Peter Leif Bergsagel, MD
Photo: P. Leif Bergsagel



Elected 2004
Multiple myeloma (MM) is a tumor of mature, isotype switched plasma cells. It is a uniformly fatal malignancy that is frequently preceded by a common (1% of adults), benign pre-clinical phase, monoclonal gammopathy of undetermined significance (MGUS). I am focused on understanding the molecular events that lead to the development of MGUS, and to its progression to MM. We have determined that MM is characterized by recurrent chromosome translocations to the immunoglobulin heavy chain gene on 14q32. We have cloned over 35 translocation breakpoints, and identified five frequent translocation partners, that are present in almost one half of patients with MM. One fifth of patients have t(11;14)(q13;q32) or t(6;14)(p21;q32) with dysregulation of cyclin D1 or D3 respectively.

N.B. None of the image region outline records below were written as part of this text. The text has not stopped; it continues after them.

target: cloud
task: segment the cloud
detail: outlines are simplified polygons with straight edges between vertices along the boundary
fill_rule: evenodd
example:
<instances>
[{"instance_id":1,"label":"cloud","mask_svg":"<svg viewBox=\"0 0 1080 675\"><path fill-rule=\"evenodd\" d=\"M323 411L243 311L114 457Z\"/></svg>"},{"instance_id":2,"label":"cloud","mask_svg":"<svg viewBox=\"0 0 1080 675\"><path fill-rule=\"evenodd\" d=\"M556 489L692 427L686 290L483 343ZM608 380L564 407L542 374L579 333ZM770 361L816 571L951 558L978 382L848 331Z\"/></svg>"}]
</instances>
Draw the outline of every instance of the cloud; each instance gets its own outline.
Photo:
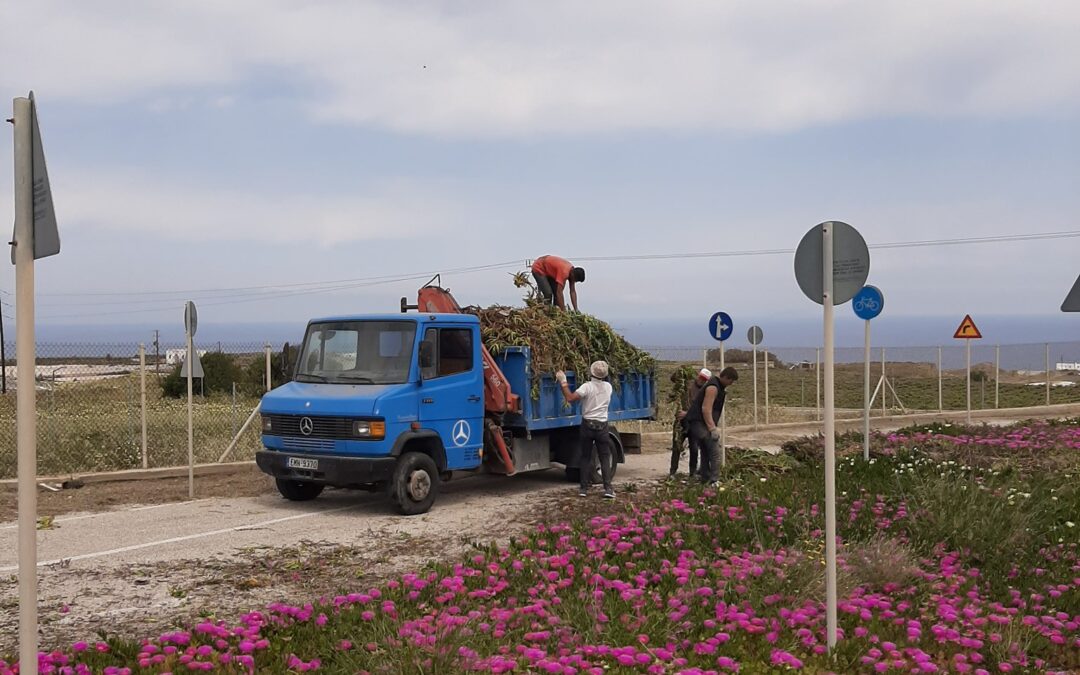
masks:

Fifteen percent of patients have t(4;14)(p16;q32) with dysregulation of FGFR3 and MMSET. Finally about 10% of patients have t(14;16)(q32;q23) or t(14;20)(q32;q11) with dysregulation of the maf family basic zipper transcription factors c-maf and mafB, The patients lacking one of these translocations have ectopic expression of cyclin D1 and frequent hyperdiploidy with trisomies of chromosomes 3, 5, 7, 9, 11, 15, 19, 21. Direct or indirect dysregulation of a D-type cyclin appears to be 4 unifying event in the pathogenesis of almost all patients with multiple myeloma.